Posters

Genotyping-by-sequencing (GBS) allows efficient identification and genotyping of a large number of molecular markers by sequencing a constant subset of the genome captured through the use of a restriction enzyme. However, technical developments regarding this approach have been almost entirely focused on the discovery and genotyping of single nucleotide polymorphisms (SNPs), while neglecting larger-scale variation. Here, we present an approach that detects large deletions in soybean lines from standard GBS data by identifying genomic regions with lower-than-expected coverage. We tested this approach on 92 mutant soybean lines obtained through fast neutron mutagenesis of cultivar M92-220. Deletions identified following GBS were validated using comparative genomic hybridization (CGH) data obtained for 8 of the 92 lines.
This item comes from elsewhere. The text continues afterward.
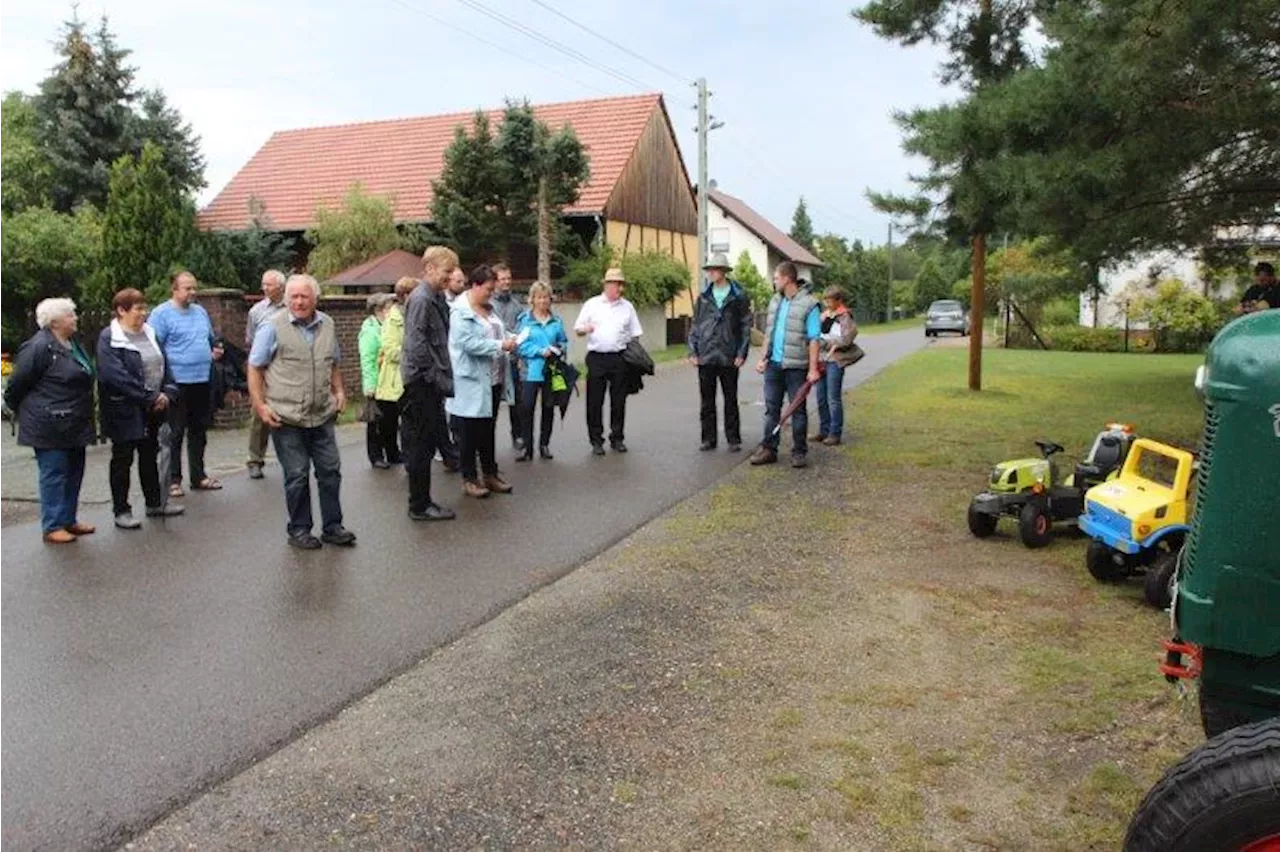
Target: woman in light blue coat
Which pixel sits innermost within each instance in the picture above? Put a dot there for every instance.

The GBS-based method detected 5 out of the 7 deletions observed by CGH and did not detect any deletion not found by CGH. Among the 92 individuals subjected to the GBS protocol, 111 high-confidence deletions (with mean and median size of 900 and 194 kb, respectively) were found. Preliminary results indicate that heterozygous deletions and duplications could also be found by this GBS approach, although with lower sensitivity than homozygous deletions. Our results suggest that GBS can be used to efficiently and cheaply detect deletions larger than 100 kb in size, with higher resolution in euchromatic than heterochromatic regions. This approach could be used to characterize a larger number of mutants from the same population so as to make full use of the potential of this genetic resource for functional genomics.